Then Finn noticed an increasing number of AWS or Google Cloud payables coming in without purchase orders attached. One of his cloud-savvy colleagues, Ana, explained the highly variable nature of cloud and how it’s just, well, different than on-premises data centers—and that there’s an entirely new way of managing it, as well as a new professional discipline emerging to do so.

Finn carefully considered Ana’s words. It did sound interesting, and appealing. But then Finn remembered how well the processes he had in place for the organization’s 8,000 on-premises servers work. Cloud couldn’t be that different. Surely if he just applied his existing processes more diligently, cloud costs could be managed as well.

The next quarter, cloud spending doubled unexpectedly, and Finn went back to Ana with his tail between his legs. He committed to trying a new set of processes that look more frequently at spend and increasing his interface time with the engineering teams creating the spend.

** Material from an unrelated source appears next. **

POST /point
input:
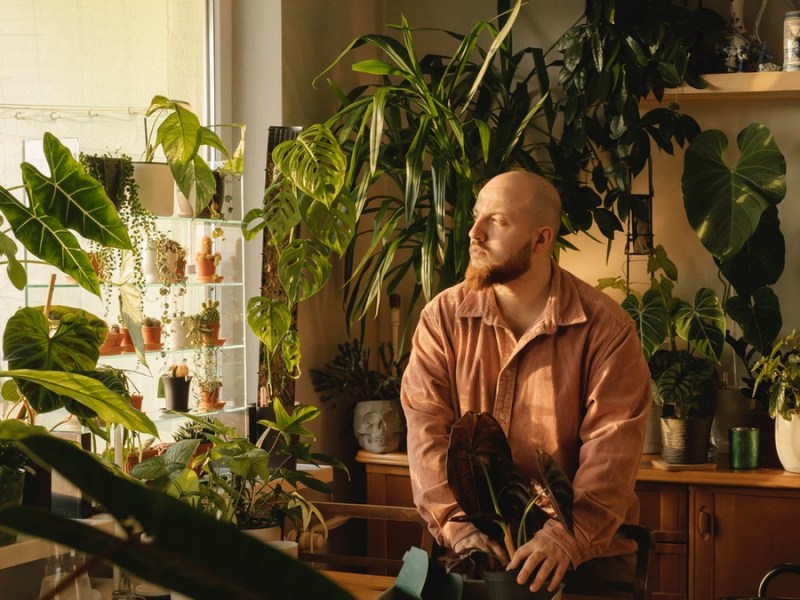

All of a sudden the finance leader, who previously never cared about cloud spending, began pushing Finn to go back to quarterly reporting, saying the real-time approach he was taking didn’t fit with the company’s other processes. The technology leader was pushing back, saying she couldn’t consider cost and also make her product delivery deadlines. Finn’s executive team encouraged a top-down control methodology. Finn again went back to Ana for help, and she led him to fellow journeyers at the FinOps Foundation. Learning from their mistakes and wins, Finn began to lay out a plan for how to reset the company’s processes and, more ambitiously, effect cultural change.

It was go time. Finn rolled out a new cloud spend allocation strategy, tagging guidelines, criteria for rightsizing (i.e., resizing cloud resources to better match workload requirements), and an initial rate optimization commitment to his cloud provider. There was finally a path forward that seemed to allow him to account for the spend and the teams to get the tech they needed without friction. Cloud migration began to soar.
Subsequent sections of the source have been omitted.